Я нерешительно вошла и села.

— Что рассказывать? — ошалело спросила я.

— Все рассказывай, что знаешь. Давай, давай, времени у нас немного. Что тебе понадобилось у Кремовских? Ну?

Я молчала. Меньше всего на свете я хотела рассказывать всю эту историю Гаврилову, хотя он и говорил со мной удивительно ласково. Я даже не думала, что он так умеет. Обычно я слышу, как он рычит и орет. И у меня не было решительно никаких оснований доверять ему. Хватит, поверила Кремовской! И Кремовская ведь не знала, с кем говорит по телефону, а Гаврилов меня знал! А сколько раз он называл меня дурой? Нет уж! Путь лучше вызовут милицию, пусть взламывают гримерную Кремовской, пусть находят бриллианты и прочие проклятые камушки! Плевать на все — ну, пусть на меня орет следователь! Поорет и перестанет.
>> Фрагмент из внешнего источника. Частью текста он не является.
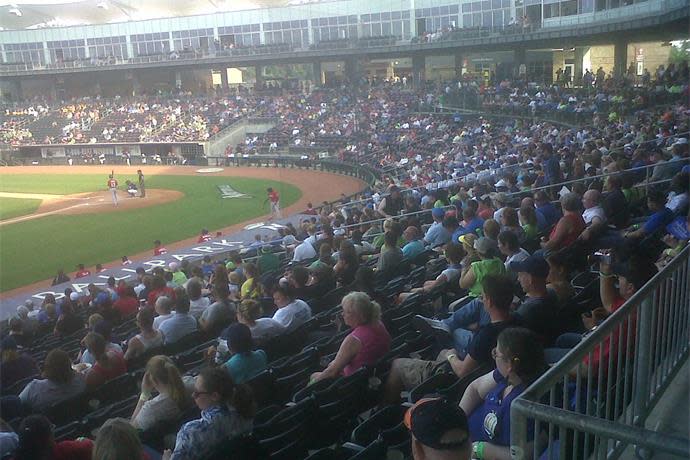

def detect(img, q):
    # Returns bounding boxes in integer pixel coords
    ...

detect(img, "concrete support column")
[220,67,230,90]
[613,38,628,77]
[412,54,426,86]
[573,46,587,86]
[254,65,264,88]
[513,47,527,77]
[345,57,361,83]
[455,51,465,78]
[312,61,323,86]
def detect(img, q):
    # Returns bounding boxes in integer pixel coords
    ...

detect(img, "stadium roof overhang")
[0,0,289,30]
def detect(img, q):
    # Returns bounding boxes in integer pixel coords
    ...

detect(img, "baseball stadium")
[0,0,690,460]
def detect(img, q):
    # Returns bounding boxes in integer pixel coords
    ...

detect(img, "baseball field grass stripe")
[0,197,41,220]
[0,175,301,292]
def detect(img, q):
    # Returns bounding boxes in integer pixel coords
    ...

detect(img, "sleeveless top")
[549,214,585,249]
[343,321,391,377]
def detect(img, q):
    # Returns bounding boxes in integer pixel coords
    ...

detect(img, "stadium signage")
[218,185,250,198]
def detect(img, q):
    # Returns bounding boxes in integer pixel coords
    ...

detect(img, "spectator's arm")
[460,265,477,289]
[311,334,362,382]
[460,371,496,414]
[599,263,616,313]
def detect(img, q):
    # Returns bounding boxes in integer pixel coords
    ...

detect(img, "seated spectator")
[163,368,256,460]
[498,230,529,273]
[78,315,122,365]
[54,304,84,337]
[292,238,316,262]
[460,328,546,459]
[158,294,197,345]
[84,332,127,389]
[333,240,359,286]
[0,336,39,388]
[113,286,139,318]
[221,324,267,384]
[186,278,211,319]
[132,355,191,431]
[199,284,237,335]
[424,208,451,248]
[546,252,575,305]
[402,226,424,260]
[19,349,86,411]
[93,417,145,460]
[460,238,505,298]
[404,398,472,460]
[518,206,539,240]
[376,230,403,275]
[11,415,92,460]
[153,295,174,330]
[384,275,516,404]
[310,292,391,383]
[8,316,33,348]
[625,190,674,240]
[124,308,163,361]
[237,299,285,342]
[541,193,585,253]
[273,286,311,332]
[240,263,261,300]
[510,255,562,345]
[534,190,563,229]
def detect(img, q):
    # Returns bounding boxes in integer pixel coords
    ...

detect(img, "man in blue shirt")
[403,225,424,260]
[424,208,451,248]
[534,190,563,228]
[625,190,674,239]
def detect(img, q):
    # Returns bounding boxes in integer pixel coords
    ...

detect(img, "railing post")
[628,290,659,427]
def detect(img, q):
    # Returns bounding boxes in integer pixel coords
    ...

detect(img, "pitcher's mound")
[34,188,184,215]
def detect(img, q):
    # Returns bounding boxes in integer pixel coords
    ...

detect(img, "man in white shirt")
[292,239,316,262]
[582,190,606,227]
[273,287,311,332]
[153,296,173,330]
[159,296,197,345]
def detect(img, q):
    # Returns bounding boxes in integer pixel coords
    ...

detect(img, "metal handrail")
[511,246,690,460]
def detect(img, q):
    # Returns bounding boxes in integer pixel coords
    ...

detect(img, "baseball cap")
[510,255,549,278]
[431,208,446,219]
[404,398,470,450]
[474,236,496,254]
[0,335,17,350]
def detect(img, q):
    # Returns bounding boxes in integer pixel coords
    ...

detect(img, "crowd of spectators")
[0,65,690,459]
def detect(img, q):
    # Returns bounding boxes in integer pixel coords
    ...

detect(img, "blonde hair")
[146,355,187,409]
[237,299,261,321]
[91,417,143,460]
[341,291,381,324]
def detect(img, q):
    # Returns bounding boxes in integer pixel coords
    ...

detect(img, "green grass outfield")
[0,196,41,220]
[0,174,302,292]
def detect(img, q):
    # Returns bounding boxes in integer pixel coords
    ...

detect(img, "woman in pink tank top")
[310,292,391,383]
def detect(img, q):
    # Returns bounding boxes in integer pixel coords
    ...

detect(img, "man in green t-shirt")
[414,238,506,359]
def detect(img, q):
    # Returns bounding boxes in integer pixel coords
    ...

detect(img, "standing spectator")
[163,368,256,460]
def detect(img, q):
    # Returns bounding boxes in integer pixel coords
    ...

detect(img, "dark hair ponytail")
[199,367,256,418]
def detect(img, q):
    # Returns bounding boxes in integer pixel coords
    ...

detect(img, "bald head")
[582,190,601,209]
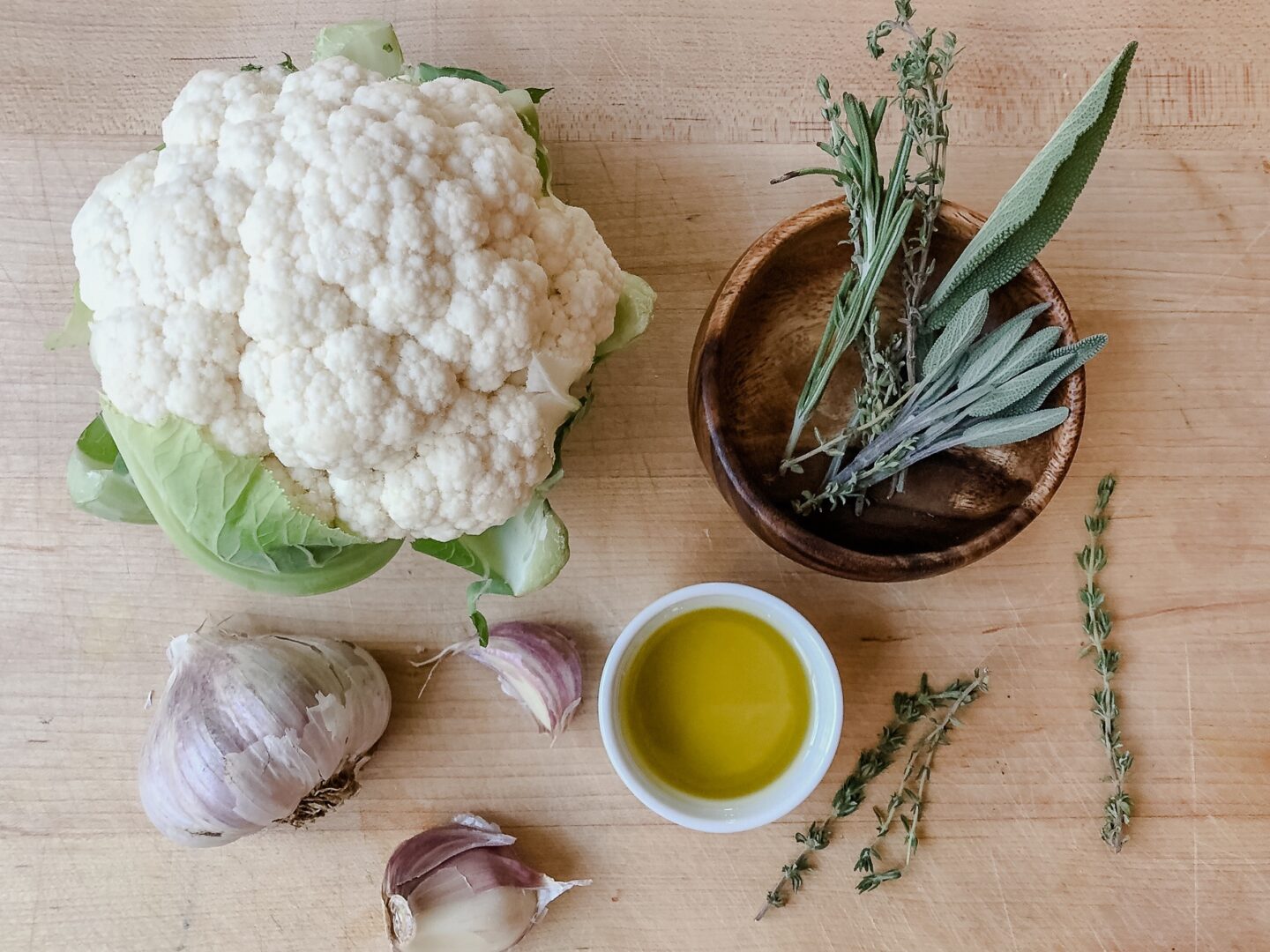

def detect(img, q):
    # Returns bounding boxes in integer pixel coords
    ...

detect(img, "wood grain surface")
[0,0,1270,952]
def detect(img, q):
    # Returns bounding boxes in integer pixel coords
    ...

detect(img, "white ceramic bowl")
[600,582,842,833]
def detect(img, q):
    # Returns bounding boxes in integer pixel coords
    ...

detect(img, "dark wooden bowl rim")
[688,198,1085,582]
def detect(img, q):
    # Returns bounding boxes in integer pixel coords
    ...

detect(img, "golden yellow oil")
[618,608,811,800]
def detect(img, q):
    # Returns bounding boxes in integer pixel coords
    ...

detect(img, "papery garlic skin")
[413,622,582,744]
[139,631,392,846]
[384,814,591,952]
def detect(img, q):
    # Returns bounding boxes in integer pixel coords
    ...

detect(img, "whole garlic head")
[139,631,392,846]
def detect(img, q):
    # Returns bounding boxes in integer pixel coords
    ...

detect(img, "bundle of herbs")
[774,0,1137,514]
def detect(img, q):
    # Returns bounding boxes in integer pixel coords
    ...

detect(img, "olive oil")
[618,608,811,800]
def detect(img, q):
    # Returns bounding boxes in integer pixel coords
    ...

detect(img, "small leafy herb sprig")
[773,76,915,465]
[754,667,988,921]
[855,667,988,892]
[869,0,958,382]
[1076,475,1132,853]
[774,0,1137,514]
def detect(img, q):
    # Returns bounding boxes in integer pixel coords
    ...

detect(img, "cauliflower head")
[71,56,624,542]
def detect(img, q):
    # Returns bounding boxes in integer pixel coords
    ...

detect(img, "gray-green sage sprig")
[754,672,987,921]
[855,667,988,892]
[794,291,1106,514]
[868,0,958,386]
[1076,475,1132,853]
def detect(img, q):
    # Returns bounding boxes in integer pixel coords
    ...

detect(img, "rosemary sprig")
[754,672,987,921]
[1076,475,1132,853]
[855,667,988,892]
[773,76,915,464]
[868,0,958,386]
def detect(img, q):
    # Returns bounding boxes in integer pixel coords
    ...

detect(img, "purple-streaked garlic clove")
[413,622,582,744]
[382,814,589,952]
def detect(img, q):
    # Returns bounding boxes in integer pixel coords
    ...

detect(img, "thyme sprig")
[868,0,958,386]
[855,667,988,892]
[1076,475,1132,853]
[754,670,988,921]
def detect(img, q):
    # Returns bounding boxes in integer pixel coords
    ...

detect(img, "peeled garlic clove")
[139,631,392,846]
[384,814,589,952]
[414,622,582,744]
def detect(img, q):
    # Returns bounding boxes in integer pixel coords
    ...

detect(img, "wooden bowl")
[688,199,1085,582]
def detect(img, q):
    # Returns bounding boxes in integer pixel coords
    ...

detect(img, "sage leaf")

И тут я вспомнила про корзинку и про Макарова. Это же придется всем объяснять, где корзинка! Милиция торжественно явится к Макарову… ой, мамочки! Вот тогда я точно повешусь. У меня просто не будет другого выхода!

Мысль о том, как Макаров будет рассказывать следователю про мой дурацкий день рождения, совсем меня ошарашила. И еще я представила себе, как следователь говорит Макарову: «Но она же родилась в августе!» При встрече со мной Макаров будет переходить на другую сторону улицы!

И тут Гаврилов погладил меня по руке.

И я заревела в три ручья.

Мне давно пора было выплакаться, я это чувствовала. И сейчас я созрела для колоссальной истерики. По-моему, Гаврилов даже испугался. Видимо, он погладил меня по руке, чтобы я успокоилась и заговорила. А я вдруг поняла, какая я одинокая, и как меня никто не любит, ни Макаров, ни мамка, ни даже Светка, которая, прикрываясь мной, сама кокетничала с Макаровым, один дурак Эдик, да и тому, наверно, все равно, с кем целоваться!..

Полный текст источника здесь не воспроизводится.